I’m so fucking scared I’ll lose the chance of getting there.

So I dunno what I want. What do you want? ”

“To finish this walk, go home, and not think about Silas the rest of the night?”

It’s avoidance at its finest, something she’s always been an expert at.

“Alright.” His pinky finger brushes hers as they reach the end of the path and circle back.

She hooks her own around it, maintaining the smallest contact all the way to the house.

* * *

That night, after they’ve fallen asleep tangled together, he has the worst nightmare she’s seen yet.

It isn’t violent. He doesn’t attack her. It’s worse than that because he shuts her out so completely that she can’t reach him. None of her tricks work like they used to, and instead of finding comfort together, he only looks at her with fear.

She watches him scramble from the bed to slide down the wall in the corner of the room, his waking scream still rattling her bones. She half expects a knock at the door to make sure they haven’t been attacked, but nothing comes.

Kara wraps a blanket around her shoulders before joining him on the floor.

He doesn’t respond to his name. Doesn’t look her way. He is part of this corner now and it is a part of him, offering protection he won’t accept from her.

That’s alright, she’s good at carrying on a conversation by herself until he’s able to hear her.

She picks up their earlier musings about going west.
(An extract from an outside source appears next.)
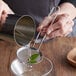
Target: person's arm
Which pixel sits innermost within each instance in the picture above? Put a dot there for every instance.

Adds a few more animals to the fake pastures and twinkle lights to some non-existent porch on a non-existent farm they’ll find one day.

Tells him they’ll be able to bake pies somehow, she just knows it.

“I can’t wait to spend the rest of my life there with you,” she whispers. “Wherever that is.”

It’s then that he lifts his head, his bloodshot eyes meeting her own.

“Hey,” she says gently. “It’s cold. Warm up with me?”

He only nods, and she fans the blanket out like a cape, wrapping it around his bare shoulders to bring him into her cocoon. His head finds her lap, one arm curled around her knees while she warms him.